Food Profile Brassicas Broccoli, Cabbage & Cauliflower

Beautiful Brassicas: Everything you need to know about broccoli, cabbage & cauliflower

Broccoli, cabbage, and cauliflower are all members of the Brassicaceae family, also known as “cruciferous” vegetables. There are other members of the family, but these three popular and healthy vegetables developed from the wild cabbage.

Modern cabbage developed from wild cabbage that originated in Asia and was brought to Europe by nomadic Celts in the 7th century BCE. Cabbage spread throughout northern Europe as a popular crop because it adapted well to cool climates, has a high yield per area planted, and can be stored during winter in cold cellars. Broccoli also derived from wild cabbage, but it was bred selectively by the Romans and later Italians. Cauliflower was adapted from wild cabbage by the Italians but it has also been very popular in Turkey.


Of all the brassicas, broccoli is the most concentrated source of vitamin C and provides many flavonoids including quercetin. It is also a rich source of the antioxidant carotenoids lutein, zeaxanthin and beta-carotene. Other antioxidants provided by broccoli in beneficial amounts include vitamin E and the minerals manganese and zinc.

The best way to eat your brassicas is steamed.

All of your brassicas contain healthy compounds called glucosinolates that are converted into health-promoting molecules called isothiocyanates, which have a range of actions that reduce the risk of cancer developing. Broccoli contains high levels of a type of glucosinolate; in your digestive tract it is converted to sulforaphane, which enters your bloodstream and has been shown to prevent cell proliferation in the early stages of cancer, reduce inflammation, and stimulate production of antioxidant enzymes. Sulforaphane also has an “epigenetic” effect, meaning it affects how your genes are expressed. It can alter processes called “methylation” and “histone modification” required for gene activation or silencing in cancer prevention and therapy.

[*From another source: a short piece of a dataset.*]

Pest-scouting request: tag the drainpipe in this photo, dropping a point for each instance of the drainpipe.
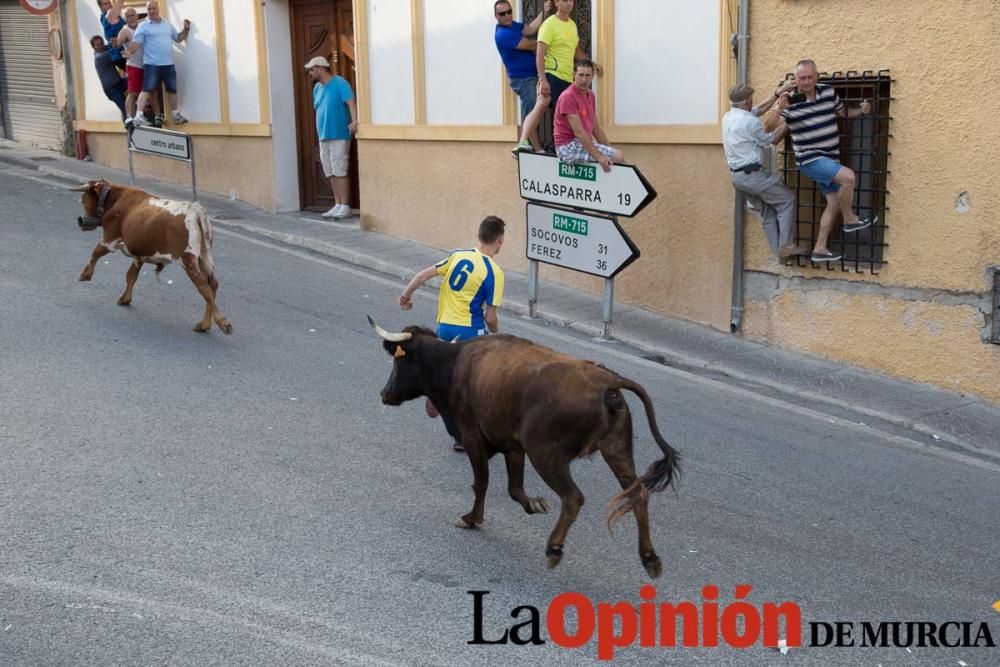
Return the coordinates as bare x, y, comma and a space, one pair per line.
742, 37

Sulforaphane also activates a protein called Nrf2, which is involved in keeping blood flowing in arterial areas where it may become clogged. This is very good news for your heart.


Cabbage is a good source of vitamin C and vitamin A. It also supplies good levels of antioxidant polyphenols. White cabbage provides about 50 milligrams of polyphenols in a half-cup serving, while red cabbage yields 30 milligrams of the red-pigment polyphenols called anthocyanins in each half cup.

Cabbage, like broccoli, contains glucosinolates, which are made into isothiocyanates that protect against cancer through a variety of different mechanisms. In some cases, they help regulate inflammation by altering the activity of messaging molecules within your body’s inflammatory system. In other cases, they improve detoxification systems and leave your cells with a smaller toxic load. The bottom line is decreased risk of cancer from consumption of cabbage.


Cauliflower is also an excellent source of vitamin C, vitamin K and folate. It is a good source of vitamin B5, potassium, dietary fibre, manganese and molybdenum. Additionally, it provides protein, phosphorus, magnesium, vitamin B1, vitamin B2, vitamin B3 and iron. Like all brassicas, it is an excellent source of fibre.

Cauliflower does contain glucosinolates, but only 50 per cent as much as cabbage and 60 per cent of what is found in broccoli. Nevertheless, there is evidence that eating cauliflower helps lower your risk of developing cancer. There is also research showing that it reduces inflammation and heart disease risk. The general antioxidant and fibre content of brassicas means they all support detoxification processes within your body.

Steaming good food

To get the maximum health benefits from brassicas, you need to consume about half a cup each per day. The best way to eat them is steamed. For instance, the fibre in broccoli binds with bile acids more effectively in your digestive tract when the broccoli has been steamed. When this binding process takes place, it is easier for bile acids to be excreted, and the result is a lowering of your cholesterol levels. Raw broccoli still has cholesterol-lowering ability, just not as much.

Cabbage is often prepared in long-form recipes where the cabbage is cooked for considerable time in a stewing process. The evidence is that the isothiocyanates do not survive this well and you are best to either eat your cabbage raw or steamed. When fermented as sauerkraut, cabbage offers healing antibiotic effects.

Terry Robson

Terry Robson

Terry Robson is the Editor-in-Chief of WellBeing and the Editor of EatWell.